Before the instrument was to be removed there were two ranks that were of interest to the RRTOS. First rank of interest was the English Post horn. This rank was an originally an Oboe revoiced by Lance Johnson, however had a very prominent crack and bright sound better then Post Horn in the Fargo Theater Wurlitzer. This rank was supposedly originally installed in the Fargo Theatre and moved to Weld Hall in the early 2000s. The intention was to replace the English Post Horn rank in the theatre with the Weld Hall Post Horn. However, after it came to light that rank of pipes was voiced on 5½ inches of wind pressure instead of the standard 10 inches made the fate of this rank certain that it would be destroyed if installed at the theatre.
The second rank of interest was the Concert Flute. While the Post Horn history was theorized the Concert Flute's history is known. This Concert Flute is a Wurlitzer rank original to the Fargo Theatre from 1926 and was installed in Weld Hall after being swapped for another flue in the Fargo Theatre when that instrument was expanded in the mid-2010s.
While having the same issue as the Post Horn the Concert Flute is much cheaper to get revoiced and has its historical significance to the Theatre backing it. This rank will be reinstalled in the Fargo Theatre’s Wurlitzer upon completion of the Capital Campaign.
On October 31, 2022 the removal officially began with 4 people; Alex Swanson, Alex Moe, Dylan Thiele, and Jean Hellner. On that day the Wurlitzer was played for the last time with the organ being recorded one last time with the final song appropriately being “We’ll Meet Again.” The first worked completed that day was removing the English Post Horn and its wind chest and the Concert Flute. Each of these was transported to the Fargo Theatre to be stored until reinstallation. The instrument was then put up for sale with no buyers so the decision was made to take apart everything and sell in parts.
On April 14, 2023 Alex Moe and Dylan Thiele cut cables and removed the driver board rendering the organ unplayable.
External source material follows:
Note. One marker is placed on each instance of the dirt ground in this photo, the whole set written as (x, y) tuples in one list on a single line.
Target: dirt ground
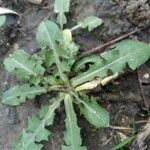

The rest of the day was preparation for removal with moving around pipes and getting a general plan for removing the instrument.
The first big day of removal was on May 1, 2023 with a team of 3; Alex Moe, Alex Swanson, and Dylan Thiele. A lot of the large bass pipes were removed from the chambers along side regulators, pipe racking, traps (i.e. snare drum, bass drum, a couple windchests, tremulants, and the glockenspiel). Everything was laid out on the stage and ready to be moved on day 2.
Day 2 was on May 3, 2023 with the same team. The goal was to complete as much work as possible. The first thing done was traying pipes for transport, clearing the chambers of any pipes. Clearing the stage was the biggest priority due to there being an event the next day. All of the ranks were trayed along side the bass pipes and the percussion assembly's except the chrysaglott were loaded on to a trailer. All of that was taken to Alex Swanson's farm to be stored until a buyer is found or a plan is in place for the instrument. The trash was also dealt with to finish off day 2, only leaving windchests, the chrysaglott, and the console for day 3.
Day 3 of the removal was on May 30, 2023 with Dylan Thiele and Alex Moe. The goal was to remove everything else that being the console, windchests, and chrysaglott assembly, however technical difficulties made it so that the console was the only thing that came out. The console was delivered to the house of Dylan Thiele.
The only things remaining in weld today from the organ is some windchests and the chrysaglott a bitter-sweet ending for a instrument with so much historical significance to the society. However all is not lost for the instrument.
The console as mentioned was taken to RRTOS member Dylan Thiele’s house. There the key tops were redone and converted into a Hauptwerk instrument. As well the console receiving a new nickname affectionately renamed “Ted” named after the man that made this instrument possible, Ted Larson.